Accès aux soins - Encadrement de l'installation des médecins : le Conseil de l'ordre n'est plus si sûr
Le 29 mai dernier, le Conseil national de l'ordre des médecins (Cnom) prenait position en faveur de mesure très directives - sinon coercitives - sur l'installation des jeunes médecins (voir notre article ci-contre du 30 mai 2012). Comme l'annonçait Localtis, cette prise de position inattendue a rapidement tourné au conflit de générations entre les médecins déjà bien installés dans la profession et non concernés par une telle mesure - ce qui est le cas de ceux siégeant au Conseil de l'ordre - et les jeunes médecins et étudiants en médecine, qui craignent de ne plus pouvoir choisir librement leur lieu d'exercice.
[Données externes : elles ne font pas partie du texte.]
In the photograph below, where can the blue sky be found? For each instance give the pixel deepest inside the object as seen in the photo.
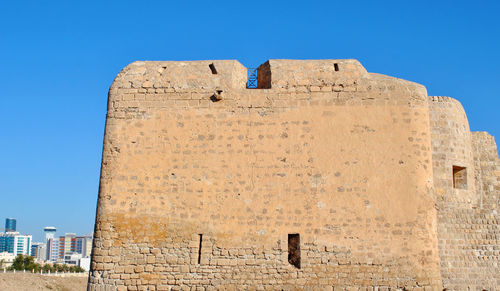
(58, 59)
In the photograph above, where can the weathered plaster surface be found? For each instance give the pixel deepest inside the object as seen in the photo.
(357, 163)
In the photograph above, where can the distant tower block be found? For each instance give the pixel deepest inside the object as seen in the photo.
(10, 225)
(299, 175)
(49, 232)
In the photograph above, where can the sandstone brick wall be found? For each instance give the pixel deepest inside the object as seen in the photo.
(341, 157)
(468, 228)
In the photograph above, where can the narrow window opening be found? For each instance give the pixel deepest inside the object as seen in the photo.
(294, 249)
(459, 177)
(199, 248)
(212, 68)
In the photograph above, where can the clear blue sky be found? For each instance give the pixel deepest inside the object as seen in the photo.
(58, 59)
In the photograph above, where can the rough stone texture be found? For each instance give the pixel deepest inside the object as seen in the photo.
(359, 164)
(468, 228)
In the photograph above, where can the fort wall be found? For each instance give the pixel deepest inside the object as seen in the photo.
(327, 177)
(468, 227)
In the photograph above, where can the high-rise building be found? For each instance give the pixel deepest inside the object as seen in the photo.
(10, 224)
(15, 243)
(83, 245)
(67, 244)
(50, 232)
(52, 250)
(37, 248)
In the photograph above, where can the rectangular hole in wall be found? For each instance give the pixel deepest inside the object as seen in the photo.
(294, 249)
(459, 177)
(199, 248)
(212, 68)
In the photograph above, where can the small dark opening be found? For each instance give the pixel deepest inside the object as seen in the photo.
(199, 249)
(459, 177)
(294, 249)
(212, 68)
(215, 98)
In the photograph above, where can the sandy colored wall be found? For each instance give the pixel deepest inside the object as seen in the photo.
(341, 157)
(468, 228)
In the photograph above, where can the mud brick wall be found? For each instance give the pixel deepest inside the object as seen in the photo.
(468, 228)
(204, 181)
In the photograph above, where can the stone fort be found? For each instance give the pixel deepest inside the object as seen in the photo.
(323, 177)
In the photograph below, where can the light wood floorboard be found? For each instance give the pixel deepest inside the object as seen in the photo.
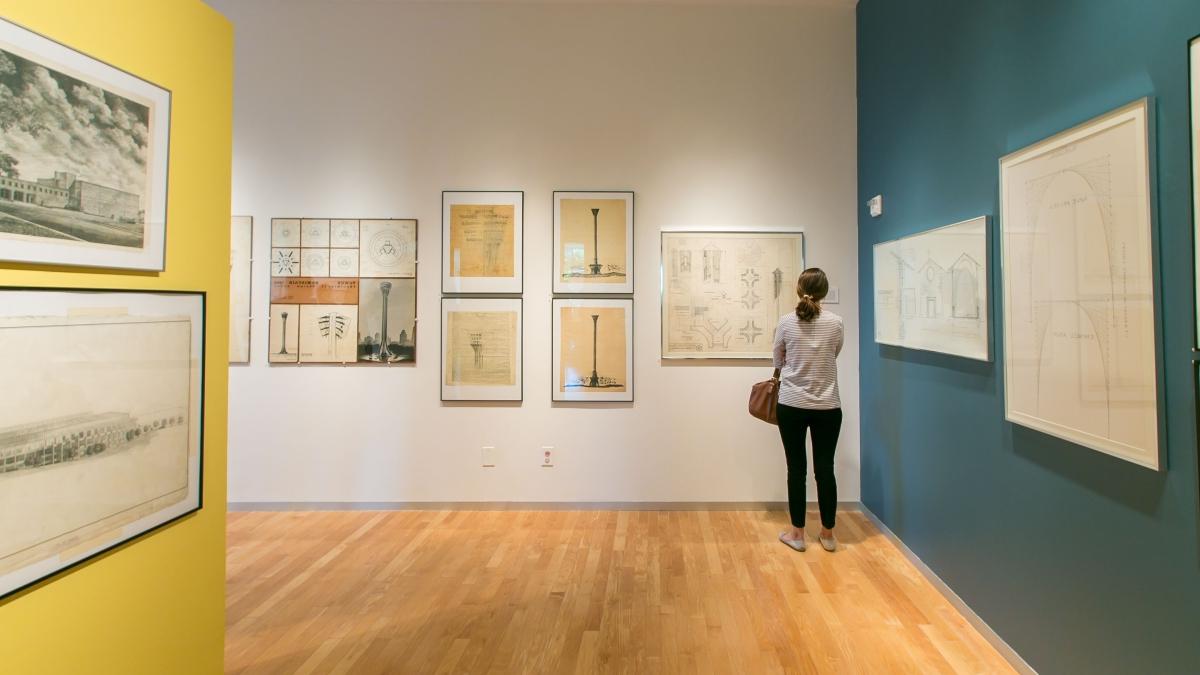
(580, 591)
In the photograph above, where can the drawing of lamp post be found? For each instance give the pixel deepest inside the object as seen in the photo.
(283, 336)
(595, 243)
(384, 288)
(594, 381)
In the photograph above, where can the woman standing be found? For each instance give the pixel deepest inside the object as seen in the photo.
(807, 346)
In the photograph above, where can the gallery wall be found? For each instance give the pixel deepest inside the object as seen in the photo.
(1083, 562)
(715, 117)
(154, 604)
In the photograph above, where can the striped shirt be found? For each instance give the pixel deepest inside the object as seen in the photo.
(807, 354)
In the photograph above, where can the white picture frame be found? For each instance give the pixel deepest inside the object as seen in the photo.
(593, 242)
(930, 291)
(90, 201)
(1080, 345)
(611, 374)
(481, 350)
(483, 242)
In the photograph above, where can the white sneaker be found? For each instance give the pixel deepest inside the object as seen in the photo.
(795, 544)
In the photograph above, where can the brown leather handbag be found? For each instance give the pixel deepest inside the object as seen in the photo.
(763, 400)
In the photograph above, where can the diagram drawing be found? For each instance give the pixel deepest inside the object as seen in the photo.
(724, 292)
(1079, 300)
(931, 291)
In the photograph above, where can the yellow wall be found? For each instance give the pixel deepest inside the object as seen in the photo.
(156, 604)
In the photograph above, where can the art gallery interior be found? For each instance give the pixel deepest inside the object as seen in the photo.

Dès le 8 juin, les organisations représentant les jeunes médecins ont donc publié un communiqué commun exprimant "leur opposition tant sur la forme que sur le fond à ces recommandations [...], élaborées sans concertation avec les principaux intéressés".
Devant les vives réactions suscitées au sein de la profession, le Conseil de l'ordre a organisé le 23 juin une assemblée générale extraordinaire, que l'on devine animée. Dans un communiqué du 26 juin, le conseil rappelle que ses recommandations "ont levé deux tabous" (le second étant celui du plafonnement des honoraires) et reconnaît que "ces sujets interpellent l'ensemble de la profession, en particulier les étudiants, internes et jeunes médecins". Il en tire la conclusion en annonçant, dans une formule un peu surprenante, "un moratoire jusqu'à mi-octobre 2012 sur ces propositions". En attendant, il estime qu'il convient d'approfondir la réflexion et "invite l'ensemble des acteurs à se réunir et à envisager des solutions". Les conseils départementaux et régionaux de l'ordre se sont déjà saisis de la question et les conclusions seront débattues lors de la prochaine assemblée générale de l'ordre, le 13 octobre 2012.
Sur ce sujet très sensible, le Cnom se retrouve en effet un peu seul. Si la plupart des associations de collectivités se sont montrées favorables à sa prise de position (voir notre article ci-contre du 12 juin 2012), l'ordre n'a pas vraiment été suivi par le gouvernement. Concluant un colloque organisé le 26 juin par Sciences Po Paris, Marisol Touraine s'est en effet montrée très prudente, en affirmant : "Pour ce qui est de l'installation [des médecins], aujourd'hui, je joue la carte de la négociation, de la concertation et du dialogue." Tout en reconnaissant que la question des déserts médicaux est "un des grands défis et une des grandes inégalités [...] apparus au cours des dernières années", la ministre des Affaires sociales et de la Santé estime que "la première mesure à prendre, c'est de revoir les études médicales", avec la nécessité de "multiplier et d'imposer les stages" et de développer "des pôles de santé de proximité" afin de "répondre aux préoccupations des jeunes médecins". Ce n'est qu'en cas d'échec de la concertation que le gouvernement pourrait envisager des mesures plus contraignantes.